Туркменский художник Сулий Яранов еще в 1980-х гг. пытался представить арийцев едва ли не главными предками туркмен. Тогда он противопоставлял арийцев тюркам, отвергал пантюркизм и обвинял огузов в разгроме Арии, «древнейшей страны мира» (Павлов 1991)399. Он прославлял арийцев как создателей ранних цивилизаций, и его кисти принадлежит «Портрет арийки», изображающий молодую туркменку в традиционном наряде (Демидов 2002: 124). Туркменские ученые вели себя более осмотрительно. Признавая определенное участие древних ариев в формировании туркменского народа, они были несклонны преувеличивать их роль и избегали прославления «арийской расы», видя в этом определенную опасность (Юсупов 1991; Дурдыев 1991: 29; Гундогдыев 1998). Зато пантюркизм казался некоторым из них вполне уместным, и они делали все для его возрождения. Впрочем, сохранилась и научная версия о многокомпонентном составе предков туркменского народа, возникшего из смешения местных иранцев с пришлыми тюрками. Но сегодня такую версию иной раз приходится публиковать за рубежами Туркменистана (Кадыров 2012: 111–117).

В конце 1980-х гг. туркменский историк, публицист и кинодраматург Марат Дурдыев издал популярную брошюру о происхождении туркменского народа, где, придерживаясь ортодоксальной советской схемы, рисовал сложную картину формирования туркмен на основе взаимодействия как разнообразных местных, так и пришлых групп населения (Дурдыев 1988). Особенностью его брошюры было то, что он, во-первых, отводил расовому типу туркмен роль основополагающего признака их общности, доказывающего их автохтонность («Могут меняться язык, культура того или иного народа, но он остается именно этим народом, если не меняется его расовый тип». См.: Дурдыев 1991: 15), во-вторых, уделял особое внимание древним местным предкам, говорившим на иранских языках, и, наконец, в-третьих, настаивал на ошибочности увязки предков туркмен исключительно с кочевым миром, ибо древнейшее местное население было создателем земледельческой цивилизации. Иными словами, предков туркмен следовало искать среди как кочевников, так и земледельцев. Языковая принадлежность не имела для Дурдыева особой ценности, и его ничуть не смущал факт тюркизации местного ираноязычного населения. Главными источниками о происхождении туркмен ему служили не фольклор и лингвистика, а археология и физическая антропология.

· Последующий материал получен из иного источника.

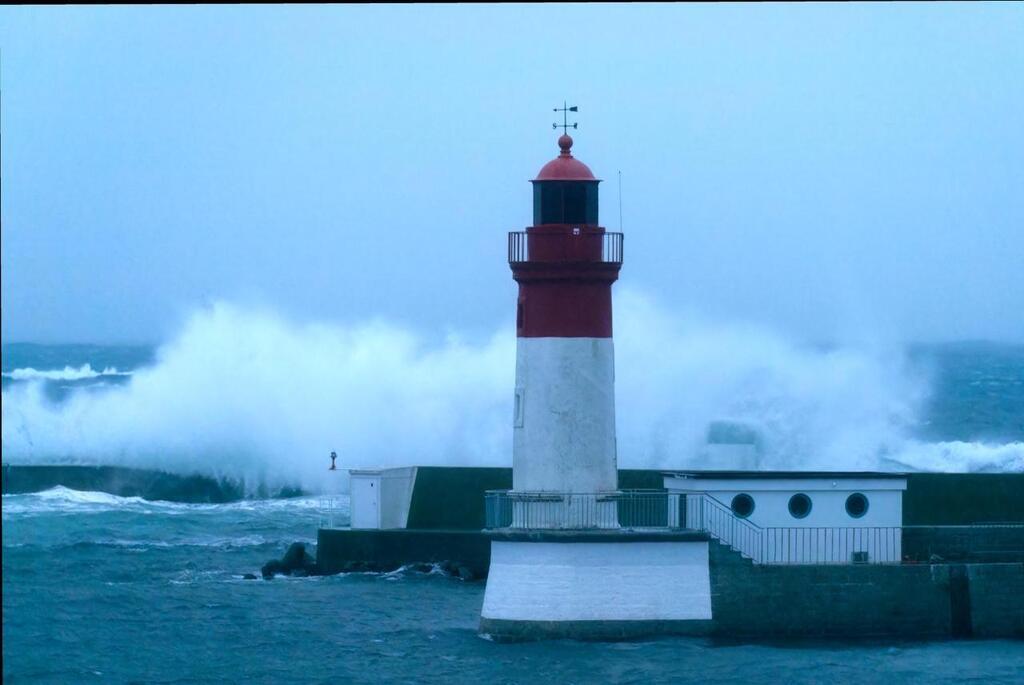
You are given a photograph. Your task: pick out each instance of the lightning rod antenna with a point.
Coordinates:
(620, 201)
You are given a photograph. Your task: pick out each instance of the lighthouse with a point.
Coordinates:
(565, 264)
(572, 555)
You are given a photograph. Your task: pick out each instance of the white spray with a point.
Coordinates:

Они убеждали его в том, что древние восточноиранские племена, обитавшие когда-то на территории Туркменистана, составили «этногенетическое ядро» туркменского народа. Эта схема полностью сохранилась в расширенном переиздании этой брошюры, вышедшей в 1991 г., где Дурдыев со ссылкой на известного советского археолога А. Ю. Якубовского начал доказывать особую связь предков туркмен с древними парфянами (Дурдыев 1991: 33–34; Дурдыев, Кадыров 1991: 6–7).

В смягченном виде сходную идею высказывал и туркменский этнограф А. Джикиев, предполагавший, что среди кочевников раннего железного века встречались не только ираноязычные, но и тюркоязычные племена. Он отмечал, что в этногенезе туркменского народа участвовали и те и другие, и это также позволяло включать парфян в число предков (Джикиев 1991: 16–46).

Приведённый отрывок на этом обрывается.